Nesse momento, para tentar solucionar o caso enfim, o museu pediu ajuda à unidade de polícia estadunidense do FBI. A agência, no entanto, nunca havia trabalhado com artefatos tão antigos quanto esse, mas ainda assim aceitaram o desafio. “Honestamente, eu não esperava que isso funcionasse, porque, naquela época, havia essa certeza de que não era possível obter DNA de restos mortais do Egito Antigo”, confessou o especialista forense do FBI, Odile Loreille. Mas funcionou.

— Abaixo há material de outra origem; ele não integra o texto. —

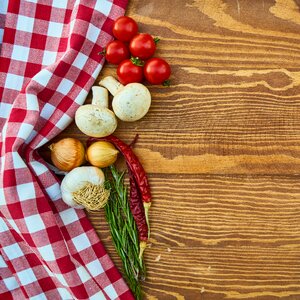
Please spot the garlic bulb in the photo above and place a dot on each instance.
(83, 187)
(67, 154)
(101, 154)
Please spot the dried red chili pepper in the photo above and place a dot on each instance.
(138, 212)
(140, 184)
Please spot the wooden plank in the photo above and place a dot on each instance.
(221, 237)
(233, 106)
(221, 147)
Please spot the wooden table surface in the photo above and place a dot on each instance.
(222, 149)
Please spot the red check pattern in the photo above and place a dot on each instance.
(49, 61)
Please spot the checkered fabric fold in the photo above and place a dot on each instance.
(49, 61)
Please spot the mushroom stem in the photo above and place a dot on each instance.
(100, 96)
(111, 84)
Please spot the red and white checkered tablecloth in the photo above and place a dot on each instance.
(49, 60)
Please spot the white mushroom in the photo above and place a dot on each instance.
(96, 119)
(130, 102)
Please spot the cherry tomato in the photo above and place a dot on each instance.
(142, 46)
(157, 70)
(129, 72)
(125, 28)
(116, 51)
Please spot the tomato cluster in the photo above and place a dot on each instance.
(132, 52)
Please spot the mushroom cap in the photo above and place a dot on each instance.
(95, 121)
(132, 102)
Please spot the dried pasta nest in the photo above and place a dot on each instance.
(91, 196)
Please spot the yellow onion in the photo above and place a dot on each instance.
(101, 154)
(67, 154)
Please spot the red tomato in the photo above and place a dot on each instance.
(157, 70)
(116, 51)
(128, 72)
(142, 46)
(125, 28)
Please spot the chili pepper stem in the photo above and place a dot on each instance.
(143, 246)
(146, 208)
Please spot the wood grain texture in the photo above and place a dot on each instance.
(222, 149)
(222, 237)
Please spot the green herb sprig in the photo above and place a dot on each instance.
(124, 231)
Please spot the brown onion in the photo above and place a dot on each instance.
(67, 154)
(101, 154)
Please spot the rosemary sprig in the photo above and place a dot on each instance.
(124, 231)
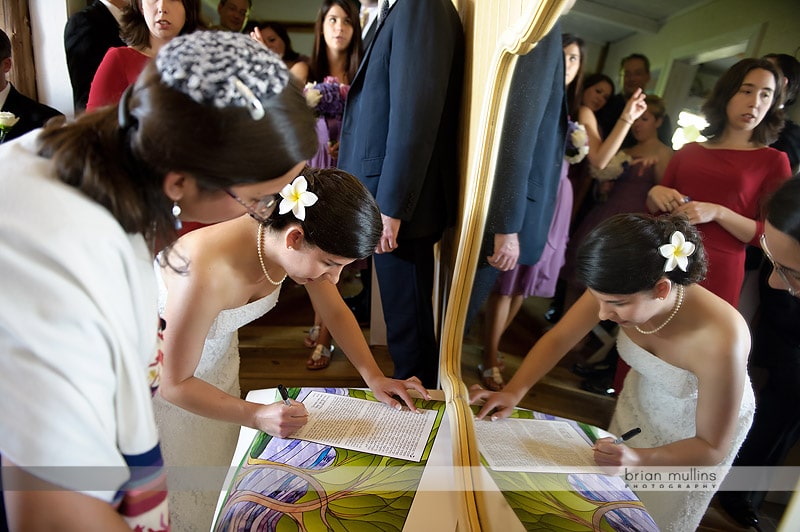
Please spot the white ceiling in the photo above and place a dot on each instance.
(609, 21)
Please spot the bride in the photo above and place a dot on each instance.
(231, 274)
(688, 388)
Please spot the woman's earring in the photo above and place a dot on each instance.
(176, 211)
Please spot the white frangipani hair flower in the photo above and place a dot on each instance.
(296, 197)
(677, 252)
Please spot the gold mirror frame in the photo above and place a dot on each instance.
(518, 39)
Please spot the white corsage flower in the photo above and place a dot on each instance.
(313, 96)
(296, 198)
(577, 143)
(7, 120)
(677, 252)
(616, 166)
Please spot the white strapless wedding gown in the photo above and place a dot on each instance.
(197, 450)
(661, 399)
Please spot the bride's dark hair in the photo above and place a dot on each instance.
(345, 221)
(621, 255)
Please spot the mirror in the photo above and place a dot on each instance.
(512, 28)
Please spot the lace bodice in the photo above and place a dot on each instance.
(661, 399)
(191, 440)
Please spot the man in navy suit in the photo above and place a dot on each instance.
(399, 137)
(87, 35)
(31, 114)
(528, 169)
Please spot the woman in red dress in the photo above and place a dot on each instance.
(146, 26)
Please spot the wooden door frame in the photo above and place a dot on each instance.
(15, 21)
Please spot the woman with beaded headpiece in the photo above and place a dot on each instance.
(688, 389)
(85, 208)
(318, 224)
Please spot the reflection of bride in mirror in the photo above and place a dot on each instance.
(522, 281)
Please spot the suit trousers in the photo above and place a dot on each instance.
(405, 278)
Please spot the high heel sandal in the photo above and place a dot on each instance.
(311, 338)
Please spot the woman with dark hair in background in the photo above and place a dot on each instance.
(789, 137)
(322, 221)
(334, 61)
(146, 26)
(274, 36)
(719, 184)
(337, 42)
(85, 208)
(776, 350)
(688, 388)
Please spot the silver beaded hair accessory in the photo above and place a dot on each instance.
(223, 69)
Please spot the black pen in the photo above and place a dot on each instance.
(284, 394)
(628, 435)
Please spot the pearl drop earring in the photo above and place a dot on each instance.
(176, 211)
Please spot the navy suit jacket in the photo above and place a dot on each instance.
(400, 126)
(89, 33)
(532, 148)
(31, 113)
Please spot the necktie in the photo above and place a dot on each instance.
(384, 11)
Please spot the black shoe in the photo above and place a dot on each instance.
(604, 368)
(553, 314)
(739, 508)
(604, 386)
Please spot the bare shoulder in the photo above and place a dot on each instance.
(203, 259)
(720, 328)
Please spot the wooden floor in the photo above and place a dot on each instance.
(272, 353)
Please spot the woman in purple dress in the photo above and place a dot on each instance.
(513, 286)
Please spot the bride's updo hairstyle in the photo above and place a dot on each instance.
(216, 105)
(621, 255)
(345, 220)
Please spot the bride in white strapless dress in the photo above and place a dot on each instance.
(197, 450)
(661, 399)
(224, 277)
(688, 389)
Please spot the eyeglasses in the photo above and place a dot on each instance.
(784, 275)
(260, 210)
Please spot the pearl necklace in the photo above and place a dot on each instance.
(675, 310)
(260, 244)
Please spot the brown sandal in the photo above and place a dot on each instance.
(311, 339)
(320, 358)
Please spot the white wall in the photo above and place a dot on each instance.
(48, 18)
(772, 24)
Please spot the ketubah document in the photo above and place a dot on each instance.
(534, 445)
(367, 426)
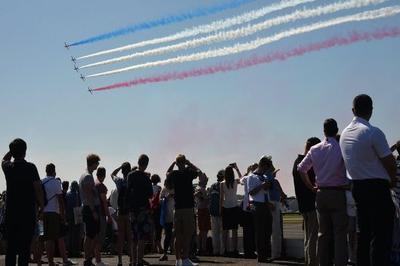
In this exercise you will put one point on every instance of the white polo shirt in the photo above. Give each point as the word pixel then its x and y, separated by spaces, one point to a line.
pixel 254 181
pixel 53 188
pixel 362 146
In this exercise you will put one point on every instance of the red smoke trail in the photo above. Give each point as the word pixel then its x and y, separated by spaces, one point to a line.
pixel 352 37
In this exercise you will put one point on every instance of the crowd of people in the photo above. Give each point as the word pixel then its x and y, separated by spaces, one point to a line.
pixel 347 188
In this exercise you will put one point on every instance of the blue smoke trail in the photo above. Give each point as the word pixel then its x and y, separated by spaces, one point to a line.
pixel 200 12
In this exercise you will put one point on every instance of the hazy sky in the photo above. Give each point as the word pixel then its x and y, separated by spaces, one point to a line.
pixel 215 120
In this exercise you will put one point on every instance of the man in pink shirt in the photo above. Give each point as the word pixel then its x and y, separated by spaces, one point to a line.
pixel 326 160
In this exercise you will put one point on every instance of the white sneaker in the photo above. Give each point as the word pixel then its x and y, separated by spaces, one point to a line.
pixel 188 262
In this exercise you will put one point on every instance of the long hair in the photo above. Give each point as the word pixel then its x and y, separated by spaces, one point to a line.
pixel 229 177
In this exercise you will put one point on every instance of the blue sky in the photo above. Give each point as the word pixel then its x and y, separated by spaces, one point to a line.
pixel 214 120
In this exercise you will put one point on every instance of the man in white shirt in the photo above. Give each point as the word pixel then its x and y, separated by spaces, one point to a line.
pixel 258 186
pixel 372 168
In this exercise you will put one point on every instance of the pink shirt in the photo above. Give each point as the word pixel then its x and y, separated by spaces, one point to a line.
pixel 326 160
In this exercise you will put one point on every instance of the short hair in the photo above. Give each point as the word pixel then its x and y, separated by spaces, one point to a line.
pixel 265 161
pixel 18 148
pixel 101 172
pixel 50 169
pixel 311 142
pixel 330 127
pixel 92 159
pixel 362 105
pixel 155 179
pixel 65 185
pixel 126 168
pixel 221 174
pixel 143 160
pixel 74 186
pixel 229 176
pixel 180 159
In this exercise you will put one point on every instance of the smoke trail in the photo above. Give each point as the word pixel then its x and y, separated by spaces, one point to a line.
pixel 351 38
pixel 244 31
pixel 200 12
pixel 207 28
pixel 241 47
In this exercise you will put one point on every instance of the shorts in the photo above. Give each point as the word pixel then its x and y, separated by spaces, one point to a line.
pixel 184 222
pixel 204 219
pixel 141 223
pixel 103 227
pixel 230 219
pixel 92 227
pixel 51 226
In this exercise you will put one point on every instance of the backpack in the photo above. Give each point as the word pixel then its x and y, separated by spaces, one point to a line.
pixel 45 200
pixel 214 199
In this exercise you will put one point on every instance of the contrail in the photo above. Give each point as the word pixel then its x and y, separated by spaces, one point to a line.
pixel 207 28
pixel 244 31
pixel 248 46
pixel 200 12
pixel 351 38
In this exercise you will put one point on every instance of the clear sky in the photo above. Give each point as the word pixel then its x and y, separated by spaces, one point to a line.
pixel 215 120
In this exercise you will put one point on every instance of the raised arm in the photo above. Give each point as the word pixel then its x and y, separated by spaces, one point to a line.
pixel 389 163
pixel 192 166
pixel 395 146
pixel 237 170
pixel 171 167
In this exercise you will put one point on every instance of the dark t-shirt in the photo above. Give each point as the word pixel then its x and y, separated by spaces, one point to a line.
pixel 182 181
pixel 21 199
pixel 101 189
pixel 139 190
pixel 305 197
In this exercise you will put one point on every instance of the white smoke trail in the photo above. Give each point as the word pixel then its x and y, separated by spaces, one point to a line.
pixel 244 31
pixel 241 47
pixel 207 28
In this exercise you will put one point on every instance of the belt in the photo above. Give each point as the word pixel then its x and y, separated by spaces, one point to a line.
pixel 344 187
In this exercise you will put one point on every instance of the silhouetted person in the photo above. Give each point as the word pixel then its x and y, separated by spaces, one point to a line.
pixel 124 227
pixel 306 200
pixel 330 188
pixel 90 209
pixel 184 224
pixel 24 190
pixel 139 192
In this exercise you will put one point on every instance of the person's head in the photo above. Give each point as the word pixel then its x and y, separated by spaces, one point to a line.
pixel 92 162
pixel 155 179
pixel 265 164
pixel 362 106
pixel 229 176
pixel 18 148
pixel 203 181
pixel 50 170
pixel 330 128
pixel 65 186
pixel 180 161
pixel 143 161
pixel 221 175
pixel 125 168
pixel 101 174
pixel 311 142
pixel 74 186
pixel 252 168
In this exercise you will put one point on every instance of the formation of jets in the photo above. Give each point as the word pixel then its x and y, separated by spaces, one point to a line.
pixel 76 68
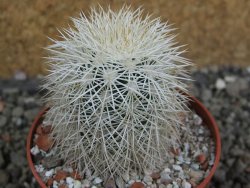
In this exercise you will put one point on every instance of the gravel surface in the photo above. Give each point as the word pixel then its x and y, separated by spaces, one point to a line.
pixel 225 91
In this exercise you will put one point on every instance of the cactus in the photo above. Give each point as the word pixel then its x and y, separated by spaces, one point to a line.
pixel 113 90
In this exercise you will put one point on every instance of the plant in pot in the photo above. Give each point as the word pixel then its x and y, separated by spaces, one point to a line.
pixel 118 114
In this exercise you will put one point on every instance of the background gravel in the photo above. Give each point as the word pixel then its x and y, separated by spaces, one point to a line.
pixel 225 91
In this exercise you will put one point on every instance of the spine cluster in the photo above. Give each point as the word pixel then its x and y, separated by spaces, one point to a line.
pixel 113 90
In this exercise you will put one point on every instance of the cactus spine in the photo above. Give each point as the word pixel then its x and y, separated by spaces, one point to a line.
pixel 112 90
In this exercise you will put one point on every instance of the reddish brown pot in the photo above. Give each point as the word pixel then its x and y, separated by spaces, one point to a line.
pixel 195 104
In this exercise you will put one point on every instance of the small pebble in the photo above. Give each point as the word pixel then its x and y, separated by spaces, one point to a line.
pixel 97 180
pixel 220 84
pixel 49 173
pixel 77 184
pixel 177 168
pixel 69 180
pixel 35 150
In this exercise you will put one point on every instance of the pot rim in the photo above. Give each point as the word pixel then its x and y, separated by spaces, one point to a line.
pixel 194 103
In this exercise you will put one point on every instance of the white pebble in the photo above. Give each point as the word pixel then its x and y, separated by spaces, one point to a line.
pixel 125 176
pixel 130 182
pixel 177 167
pixel 197 120
pixel 220 84
pixel 167 170
pixel 88 173
pixel 186 184
pixel 147 179
pixel 169 186
pixel 175 185
pixel 35 150
pixel 49 173
pixel 195 166
pixel 55 184
pixel 39 168
pixel 97 180
pixel 230 78
pixel 69 180
pixel 77 184
pixel 85 183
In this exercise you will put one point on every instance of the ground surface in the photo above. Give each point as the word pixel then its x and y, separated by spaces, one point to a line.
pixel 216 32
pixel 225 91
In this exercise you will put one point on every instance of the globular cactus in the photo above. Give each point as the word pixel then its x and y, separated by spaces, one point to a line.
pixel 113 90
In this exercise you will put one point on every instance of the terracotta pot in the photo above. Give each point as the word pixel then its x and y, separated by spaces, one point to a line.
pixel 196 105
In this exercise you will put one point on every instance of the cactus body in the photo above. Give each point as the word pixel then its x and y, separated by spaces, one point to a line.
pixel 113 92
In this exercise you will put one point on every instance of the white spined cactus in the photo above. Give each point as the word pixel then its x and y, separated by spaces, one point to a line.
pixel 113 90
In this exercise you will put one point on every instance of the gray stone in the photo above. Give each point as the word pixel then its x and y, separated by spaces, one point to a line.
pixel 220 175
pixel 220 84
pixel 14 171
pixel 3 120
pixel 17 111
pixel 30 114
pixel 4 177
pixel 18 158
pixel 51 162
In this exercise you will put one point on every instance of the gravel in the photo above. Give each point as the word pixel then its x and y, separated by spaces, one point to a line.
pixel 223 90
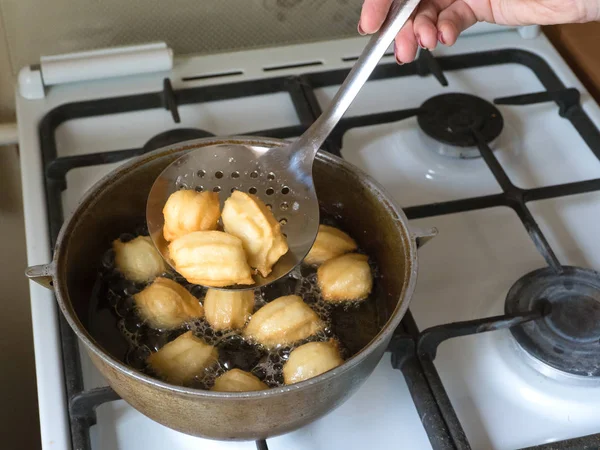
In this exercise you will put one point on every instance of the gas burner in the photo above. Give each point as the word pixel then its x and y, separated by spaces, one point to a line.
pixel 175 136
pixel 450 118
pixel 566 342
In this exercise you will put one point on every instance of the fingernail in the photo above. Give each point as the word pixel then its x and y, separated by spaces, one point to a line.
pixel 441 38
pixel 360 30
pixel 396 55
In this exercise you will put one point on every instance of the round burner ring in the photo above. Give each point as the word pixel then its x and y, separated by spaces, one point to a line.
pixel 568 338
pixel 450 119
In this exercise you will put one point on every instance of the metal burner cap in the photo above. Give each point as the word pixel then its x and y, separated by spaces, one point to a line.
pixel 568 338
pixel 450 119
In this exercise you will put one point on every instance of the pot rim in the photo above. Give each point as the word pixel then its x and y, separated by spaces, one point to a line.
pixel 61 291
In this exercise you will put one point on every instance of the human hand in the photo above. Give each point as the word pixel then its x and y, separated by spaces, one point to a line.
pixel 444 20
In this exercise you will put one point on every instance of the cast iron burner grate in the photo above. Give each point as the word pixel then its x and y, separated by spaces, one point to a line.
pixel 412 350
pixel 174 136
pixel 567 341
pixel 452 118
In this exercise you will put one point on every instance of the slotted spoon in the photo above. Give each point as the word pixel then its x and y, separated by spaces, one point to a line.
pixel 280 176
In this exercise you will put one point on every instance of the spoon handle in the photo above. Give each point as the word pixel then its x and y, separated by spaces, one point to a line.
pixel 313 138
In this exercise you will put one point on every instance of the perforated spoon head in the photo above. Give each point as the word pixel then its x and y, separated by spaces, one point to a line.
pixel 280 176
pixel 262 171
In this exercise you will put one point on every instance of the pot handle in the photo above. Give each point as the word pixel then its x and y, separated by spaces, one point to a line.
pixel 424 236
pixel 42 274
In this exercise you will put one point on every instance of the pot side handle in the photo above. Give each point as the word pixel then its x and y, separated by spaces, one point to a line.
pixel 423 236
pixel 42 274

Para realizar o estudo, Freed, em parceria com o Hospital Geral de Massachusetts, definiram que o melhor modo de descobrir o gênero da múmia seria por meio da extração de um molar. Através da análise de ossos da face e da articulação da mandíbula, os pesquisadores poderiam determinar o sexo da múmia.
O biólogo molecular Fabio Nunes, do Hospital Geral de Massachusetts, foi o responsável pela retirada do dente da múmia. “Minha maior preocupação era: 'Não deixe cair, não deixe cair, não deixe cair'”, disse depois do experimento, já aliviado. Depois disso, já em 2016, uma coroa do molar foi enviada para Odile, o forense do laboratório do FBI em Quântico, na Virgínia. Foi aí que o FBI entrou em ação para definir a identidade da múmia.
Após uma análise de DNA, o especialista analisou a quantidade de cromossomos contida no dente. “Quando o DNA é feminino, há mais registros de cromossomos X. Quando é masculino, há X e Y”, explicou Odile. E a conclusão foi essa: era masculino — ou seja, a cabeça pertencia a Djehutynakht.
“É quase como durante a gravidez, quando você descobre o sexo do bebê. É um menino!”, afirmou Nunes. Freed alegou ainda que, como haviam descoberto que ali se tinha o próprio governador, mudariam a etiqueta de identificação, que finalmente poderia ser colocada na exposição.